Faudrait-il alors leur confier l’interview politique ?

Non, car il ne s’agit pas du même registre. Mais c’est justement parce qu’ils sont sur un autre registre que les humoristes ont pris autant d’importance. Ils ont la dent dure et répondent à la défaillance des journalistes qui ont choisi de sous-traiter ce qu’ils ne sont pas capables de faire. Et, puisque cela reste dans le domaine de l’humour, il y a moins de conséquences.

L’intervention de ce qu’on appelle les « vrais gens » est-elle une solution pour renouveler le questionnement politique ?

Je ne suis pas sûr que le renouvellement de l’interview politique passe par là. Ce n’est en réalité qu’un artifice pour excuser la faiblesse des acteurs de cet exercice. Une bonne interview politique est celle qui est capable de mettre l’interlocuteur sur le gril.

Toutes les chaînes possèdent leur émission politique : n’y en a-t-il pas trop ?

Cela dépend du contenu. L’émission « Une ambition intime », de Karine Le Marchand, est-elle politique ? Elle l’est profondément, sans le dire, évitant toute aspérité, tournée exclusivement vers le people.

On entre là dans une mise en scène, une espèce de brouillard qui domine aujourd’hui le -paysage.

En l’occurrence, ce programme est diffusé après un montage important.
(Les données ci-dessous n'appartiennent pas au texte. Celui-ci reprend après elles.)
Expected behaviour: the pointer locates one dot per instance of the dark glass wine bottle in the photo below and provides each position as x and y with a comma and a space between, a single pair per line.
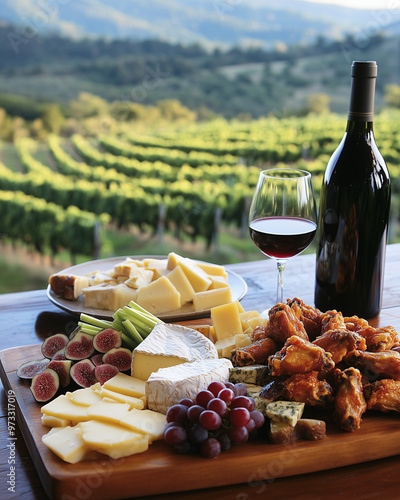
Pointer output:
354, 211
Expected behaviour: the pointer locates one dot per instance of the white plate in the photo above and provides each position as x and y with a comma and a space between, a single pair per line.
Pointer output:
237, 284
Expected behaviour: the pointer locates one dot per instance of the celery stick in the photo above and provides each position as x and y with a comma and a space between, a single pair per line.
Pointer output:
132, 331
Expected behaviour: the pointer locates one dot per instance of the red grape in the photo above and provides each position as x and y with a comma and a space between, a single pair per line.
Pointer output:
218, 406
215, 387
203, 397
210, 420
239, 417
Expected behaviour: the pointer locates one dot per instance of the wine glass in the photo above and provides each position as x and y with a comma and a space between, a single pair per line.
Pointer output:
283, 216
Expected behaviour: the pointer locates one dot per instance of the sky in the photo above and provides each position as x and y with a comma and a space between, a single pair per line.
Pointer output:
363, 4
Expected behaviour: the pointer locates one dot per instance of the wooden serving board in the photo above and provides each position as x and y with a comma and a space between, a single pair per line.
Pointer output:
159, 470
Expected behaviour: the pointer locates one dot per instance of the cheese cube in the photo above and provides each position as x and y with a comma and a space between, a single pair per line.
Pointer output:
125, 384
159, 296
146, 421
211, 298
66, 443
226, 320
285, 411
178, 278
113, 440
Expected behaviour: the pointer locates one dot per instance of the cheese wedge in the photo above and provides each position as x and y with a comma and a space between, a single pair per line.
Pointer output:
169, 345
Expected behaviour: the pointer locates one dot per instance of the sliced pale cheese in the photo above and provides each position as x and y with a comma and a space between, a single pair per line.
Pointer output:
64, 407
132, 401
168, 386
178, 278
159, 296
146, 421
107, 412
226, 320
66, 443
113, 440
211, 298
169, 345
125, 384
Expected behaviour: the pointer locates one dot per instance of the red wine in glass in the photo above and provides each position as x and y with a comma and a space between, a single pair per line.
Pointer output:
282, 237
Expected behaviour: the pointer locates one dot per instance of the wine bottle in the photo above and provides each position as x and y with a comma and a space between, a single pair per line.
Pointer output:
354, 210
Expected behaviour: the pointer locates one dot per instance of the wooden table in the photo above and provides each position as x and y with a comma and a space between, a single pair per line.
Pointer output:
29, 317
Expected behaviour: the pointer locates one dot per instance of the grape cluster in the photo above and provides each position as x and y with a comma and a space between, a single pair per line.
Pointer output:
218, 416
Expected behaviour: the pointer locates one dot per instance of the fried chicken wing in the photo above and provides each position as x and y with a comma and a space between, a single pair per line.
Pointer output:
350, 403
375, 365
307, 388
383, 395
308, 315
299, 356
340, 342
379, 339
255, 353
283, 324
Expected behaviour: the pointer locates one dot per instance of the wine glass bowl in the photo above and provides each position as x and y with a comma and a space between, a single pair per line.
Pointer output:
283, 216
L’interview politique peut-elle se passer du direct ?

Nous avons là les deux faces de la médaille. L’avantage du direct, c’est qu’on ne recommence pas. Son inconvénient, c’est que le journaliste peut se faire balader par l’interviewé s’il ne connaît pas bien son dossier. Il n’empêche que le direct est le meilleur support de l’entretien politique.

Finalement, entre les stratégies de communication et les mises en scène, ce qu’on pourrait appeler un jeu entre journalistes et politiques, l’interview politique est-elle encore possible aujourd’hui ?

Bien sûr ! Elle est difficile, parce que le spectacle l’a emporté, parce qu’on est dans la simplification et l’émotion, mais elle demeure possible. Elle ne doit pas disparaître du paysage télévisuel. Au reste, ce n’est pas un hasard si le premier débat des primaires de la droite et du centre a réuni plus de cinq millions et demi de téléspectateurs, a fortiori sur un exercice rébarbatif comportant sept intervenants. Cela souligne un réel intérêt des Français pour la politique et le débat. Il y a une demande, et les politiques feraient bien d’y réfléchir.

En même temps, il est vrai, l’émission de Karine Le Marchand rassemble plus de trois millions de téléspectateurs. Ce n’est peut-être pas contradictoire mais complémentaire. Il faut croire que les Français veulent du débat et de l’intime. On les a habitués à cela.

Noël Mamère Ancien journaliste de télévision, député-maire de Bègles.